Gerakan mahasiswa di Indonesia merupakan salah satu kekuatan sosial yang memiliki pengaruh besar terhadap arah perubahan bangsa.
Sepanjang sejarahnya, mahasiswa sering dianggap sebagai kelompok kritis yang berani menyuarakan ketidakadilan dan menentang kekuasaan yang dianggap menindas.
Momentum paling monumental dari peran tersebut terjadi pada tahun 1998, ketika mahasiswa menjadi aktor utama dalam menumbangkan rezim Orde Baru yang telah berkuasa selama lebih dari tiga dekade.
Sejak saat itu, dinamika gerakan mahasiswa terus berkembang mengikuti perubahan sosial, politik, dan teknologi yang terjadi di Indonesia.

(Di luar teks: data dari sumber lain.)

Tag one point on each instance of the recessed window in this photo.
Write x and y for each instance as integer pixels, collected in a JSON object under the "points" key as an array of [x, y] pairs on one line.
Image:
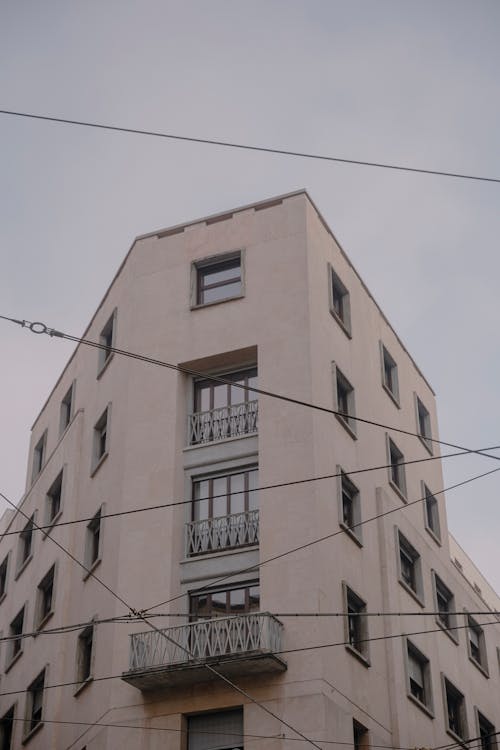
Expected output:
{"points": [[389, 374], [418, 673], [218, 278], [45, 598], [34, 703], [66, 411], [54, 499], [356, 624], [431, 513], [423, 424], [349, 506], [340, 306], [39, 456], [107, 342], [344, 401], [410, 569], [455, 710], [397, 475]]}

Pada masa menjelang kejatuhan Soeharto, Indonesia dilanda krisis ekonomi yang parah akibat dampak krisis finansial Asia 1997.
Harga kebutuhan pokok melonjak, angka pengangguran semakin meningkat, dan kesenjangan sosial semakin terlihat jelas. Kondisi tersebut melahirkan kemarahan rakyat yang akhirnya menemukan saluran perjuangannya melalui gerakan mahasiswa.
Mereka menggelar aksi besar-besaran dengan tuntutan utama berupa reformasi total terhadap sistem pemerintahan.
Menurut Supriyanto dalam artikelnya pada tahun 2022, Gerakan Mahasiswa dalam Upaya Kejatuhan Pemerintah Soeharto 1998, mahasiswa pada masa itu menuntut penghapusan korupsi, kolusi, dan nepotisme (KKN), serta mendorong demokratisasi dalam kehidupan politik nasional. Aksi mereka memuncak pada peristiwa Mei 1998, ketika ribuan mahasiswa menduduki Gedung DPR/MPR dan mendesak Soeharto untuk mundur dari jabatannya. Menurut Jubaedah dalam artikel nya pada tahun 2019 peristiwa tersebut juga disertai dengan tragedi kemanusiaan seperti penembakan mahasiswa Trisakti yang menjadi simbol keberanian sekaligus pengorbanan generasi muda dalam memperjuangkan perubahan.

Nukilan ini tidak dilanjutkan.